Since we have scraped the full text of the reviews for Amazon from Trustpilot, we can perform some basic natural language processing techniques. Using the `quanteda` package, let's run a very simple sentiment analysis on the reviews we have scraped from the fist 9 pages.
```{r, echo=TRUE}
library(quanteda)
```
```{r, echo=TRUE}
reviews_dfm <- corpus(reviews_complete, text_field = "reviews") %>% tokens(remove_punct = TRUE) %>% tokens_select(pattern = stopwords("en"), selection = "remove") %>% dfm()
topfeatures(reviews_dfm, n = 50)
```
```{r}
reviews_corpus <- corpus(reviews_complete, text_field = "reviews")
reviews_sentiment <- tokens(reviews_corpus) %>%
tokens_lookup(data_dictionary_LSD2015)%>%
dfm() %>%
convert(to = "data.frame")
reviews_sentiment <- reviews_sentiment %>%
mutate(sentiment = log((positive + neg_negative + 0.5) /
(negative +neg_positive + 0.5)))
summary(reviews_sentiment$sentiment)
```
# Scraping a table
`html_table()` is used to retrieve complete tables.\
Seeing a table doesn't necessarily mean that there's one. A table is a type of element in HTML and you need to see the table 'table' tag in the code. If it has an ID or a class, we use them.
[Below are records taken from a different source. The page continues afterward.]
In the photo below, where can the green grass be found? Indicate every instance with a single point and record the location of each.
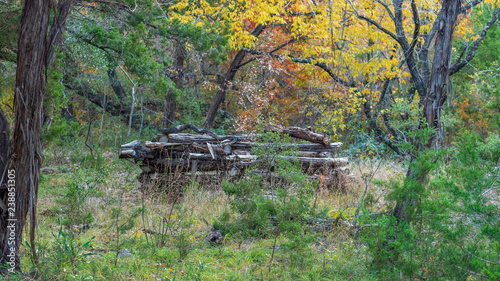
(110, 188)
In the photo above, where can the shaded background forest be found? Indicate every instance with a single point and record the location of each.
(411, 90)
(131, 68)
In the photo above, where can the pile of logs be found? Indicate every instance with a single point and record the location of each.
(184, 157)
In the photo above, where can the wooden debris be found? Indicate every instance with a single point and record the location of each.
(191, 156)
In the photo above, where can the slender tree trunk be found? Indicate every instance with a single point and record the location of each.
(116, 84)
(441, 66)
(4, 143)
(170, 103)
(35, 51)
(27, 146)
(231, 72)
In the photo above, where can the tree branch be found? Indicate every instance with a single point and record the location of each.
(306, 61)
(376, 24)
(472, 52)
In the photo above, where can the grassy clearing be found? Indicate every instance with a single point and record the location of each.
(89, 211)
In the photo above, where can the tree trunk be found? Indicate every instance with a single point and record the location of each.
(35, 51)
(231, 72)
(4, 144)
(27, 146)
(116, 84)
(441, 66)
(170, 103)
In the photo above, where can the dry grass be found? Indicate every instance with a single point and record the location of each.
(158, 228)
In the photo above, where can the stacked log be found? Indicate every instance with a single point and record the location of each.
(189, 156)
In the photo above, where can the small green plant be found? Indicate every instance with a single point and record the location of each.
(67, 250)
(451, 230)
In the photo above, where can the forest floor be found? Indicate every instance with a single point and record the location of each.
(95, 223)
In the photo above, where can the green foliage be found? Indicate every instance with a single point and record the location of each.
(55, 99)
(450, 226)
(263, 206)
(67, 250)
(365, 146)
(73, 206)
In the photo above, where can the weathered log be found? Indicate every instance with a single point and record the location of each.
(129, 153)
(298, 146)
(132, 145)
(303, 134)
(219, 149)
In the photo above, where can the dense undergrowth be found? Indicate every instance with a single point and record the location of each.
(96, 223)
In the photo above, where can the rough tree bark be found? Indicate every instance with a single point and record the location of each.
(436, 95)
(4, 144)
(35, 51)
(231, 72)
(178, 78)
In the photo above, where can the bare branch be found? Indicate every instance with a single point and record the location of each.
(389, 12)
(472, 52)
(376, 24)
(416, 21)
(306, 61)
(469, 5)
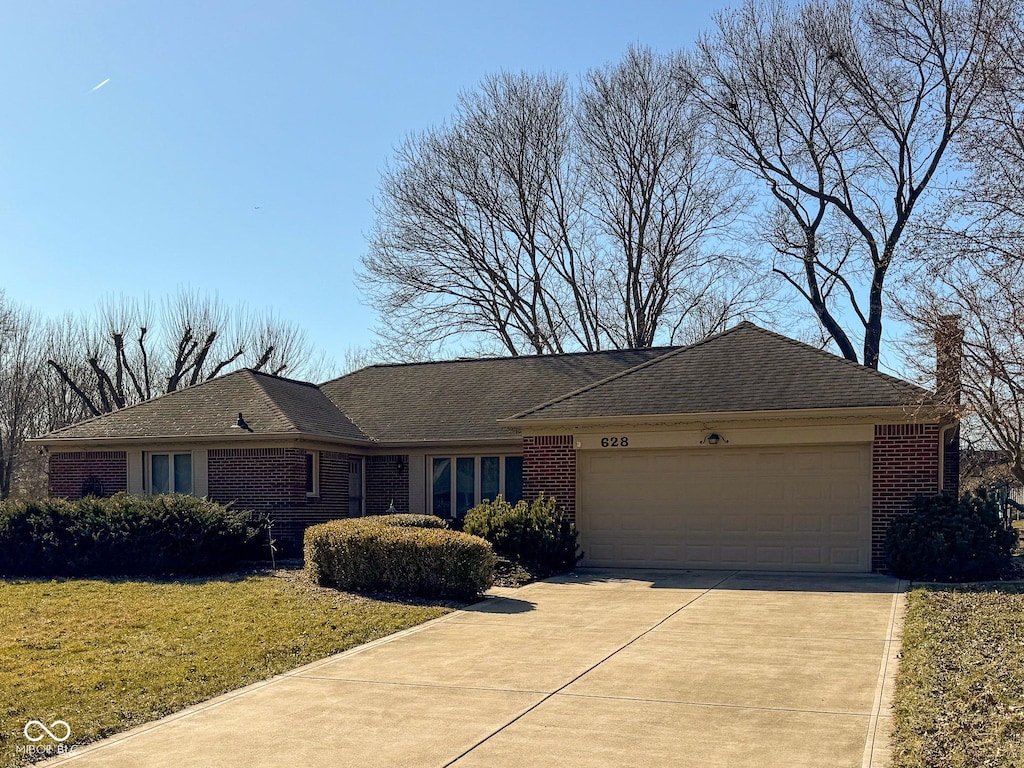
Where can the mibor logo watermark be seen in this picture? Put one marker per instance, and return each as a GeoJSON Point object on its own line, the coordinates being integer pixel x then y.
{"type": "Point", "coordinates": [56, 733]}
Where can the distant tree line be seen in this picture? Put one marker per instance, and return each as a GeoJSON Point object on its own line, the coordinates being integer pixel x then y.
{"type": "Point", "coordinates": [832, 163]}
{"type": "Point", "coordinates": [57, 372]}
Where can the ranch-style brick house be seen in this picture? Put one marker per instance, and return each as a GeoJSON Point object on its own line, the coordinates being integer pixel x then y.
{"type": "Point", "coordinates": [748, 450]}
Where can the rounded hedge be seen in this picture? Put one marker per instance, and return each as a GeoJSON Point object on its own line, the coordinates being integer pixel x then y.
{"type": "Point", "coordinates": [539, 536]}
{"type": "Point", "coordinates": [123, 536]}
{"type": "Point", "coordinates": [412, 555]}
{"type": "Point", "coordinates": [943, 539]}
Otherwise, we don't specify any HTML nodes.\
Let's examine this page.
Table Scraping Example 4: [U.S. Polling Presidential Election 2020](https://en.wikipedia.org/wiki/Polling_for_United_States_presidential_elections#2020)
```{r, echo = TRUE}
link = "https://en.wikipedia.org/wiki/Polling_for_United_States_presidential_elections#2020"
table = link %>%
read_html() %>%
html_node(".wikitable:nth-child(74)") %>% html_table() %>%
as.data.frame()
```
Table Scraping Example 5: [German Election Polling 2021-2023](https://en.wikipedia.org/wiki/Opinion_polling_for_the_next_German_federal_election)
```{r, echo = TRUE}
url = read_html("https://en.wikipedia.org/wiki/Opinion_polling_for_the_next_German_federal_election")
depolls = url %>% html_table()
```
```{r, echo=TRUE}
depolls23= depolls[[1]]
depolls22= depolls[[2]]
depolls21= depolls[[3]]
```
# Scraping data that is not on the specified webpage
Sometimes, you need to scrape data on a parent page and a child page simultaneously. This is when `html_attr()` comes into play.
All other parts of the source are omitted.